Market Analysis: Upcoming US dollar strength could be short-lived

By 02/05/2018

Market Analysis: Upcoming US dollar strength could be short-lived

The US dollar has been a topic of detailed discussion at Neuberger Berman. 

Longer term, we believe the dollar is close to fair value, if not slightly overvalued, and on a downward trend. That view is supported by the exchange rates implied by purchasing power parity and the negative sentiment associated with the US’ twin deficits, caused by an aggressive fiscal expansion that will demand foreign financing.

Nonetheless, we have a cautiously positive near-term dollar outlook. This reflects the view that the long-term bearish dynamics described above, in combination with changes to central bank balance sheets and perceived US political risk, have pushed the currency too low already.

The dollar also enjoys support from US interest rate divergence with the rest of the world. Dollar selling, both speculative and related to unhedged flows into European equity markets and hedged flows from European and Japanese investors into US fixed income, has persisted despite the fact that interest rate differentials have widened dramatically in favour of the US currency, up to around 3 per cent per year.

When an investor hedges the foreign-currency exposure of a non-domestic asset, it effectively sells the foreign currency to buy its domestic currency. Current interest rate differentials mean that a euro or yen-based investor hedging US dollar exposure is selling a currency that earns around 3 per cent per year more than the currency it is buying.  

Over recent years, many investors have looked to international markets in their search for higher fixed income yields. The US, where interest rates have been rising before those of many other major developed economies, has been one of the more obvious places to go. Those investors will usually hedge the foreign-currency exposure from fixed income assets, but they rarely take the costs of hedging into account when they are comparing yields because in most cases the difference it makes is small.

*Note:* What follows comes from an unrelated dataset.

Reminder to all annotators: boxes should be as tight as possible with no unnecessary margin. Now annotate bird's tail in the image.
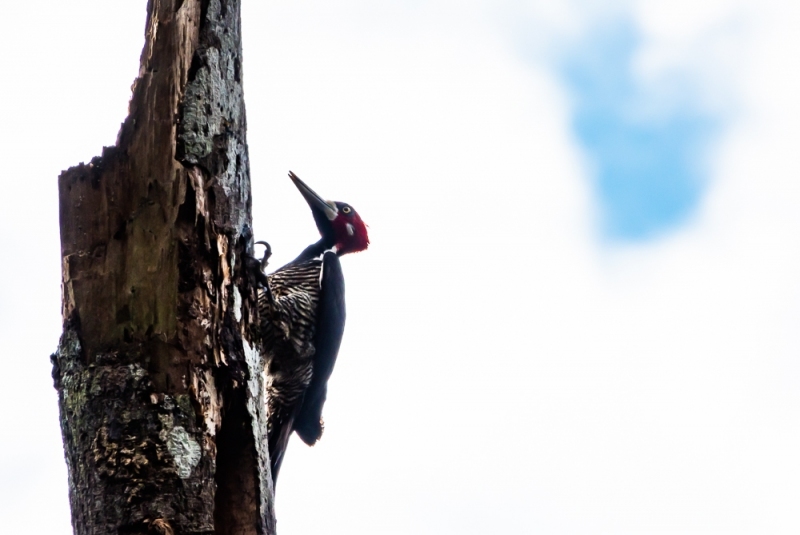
[268,415,296,486]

It does seem likely that euro and Japanese yen-based investors will begin to question holding currency-hedged US assets now that hedging costs have reached 3 per cent per year, however. By the same token, US dollar-based investors will eventually notice that they can earn 3 per cent per year simply by hedging the euro exposure they get through their European assets back to dollars. Moreover, we expect that 3 per cent, known as the “carry” between the two currencies, to rise as we see further divergence in monetary policies.

The incentive to reverse recent flows out of the dollar are building, therefore. Signs of growing demand for US dollars have been appearing – the recent rise in the US dollar overnight index swap rate is one example. 

At the same time, we think the euro is overvalued, on a short-term view: it is making financial conditions in the euro zone too tight and does not reflect the fact that European inflation remains subdued, that Purchasing Managers Indexes and other economic data have moderated over recent months, or that the region’s political risk remains elevated.

Because our strong-dollar view applies only to the short term, within a longer-term downward trend, Neuberger Berman’s asset allocation committee (AAC) maintains its cautiously positive view on assets that have been sensitive to a strengthening dollar in the past, such as emerging market bonds, currencies and equities. As well as acknowledging that global investors are still under-exposed to emerging markets and that they are much earlier into their recovery than the developed markets, the AAC regards the long-term downtrend in the dollar as a net-positive for the emerging world.

Recent signs of a comeback for the greenback probably should not give reassurance to long-term dollar bulls, in our view. There are technical reasons for a reversal of the downward trend that has been in place since the start of 2017 – but they are likely to prove temporary. 

This rally may offer some more attractive levels at which to establish dollar shorts or underweights.

Ugo Lancioni is Global Head of Currency at Neuberger Berman, which is a member of The Gulf Capital Market Association.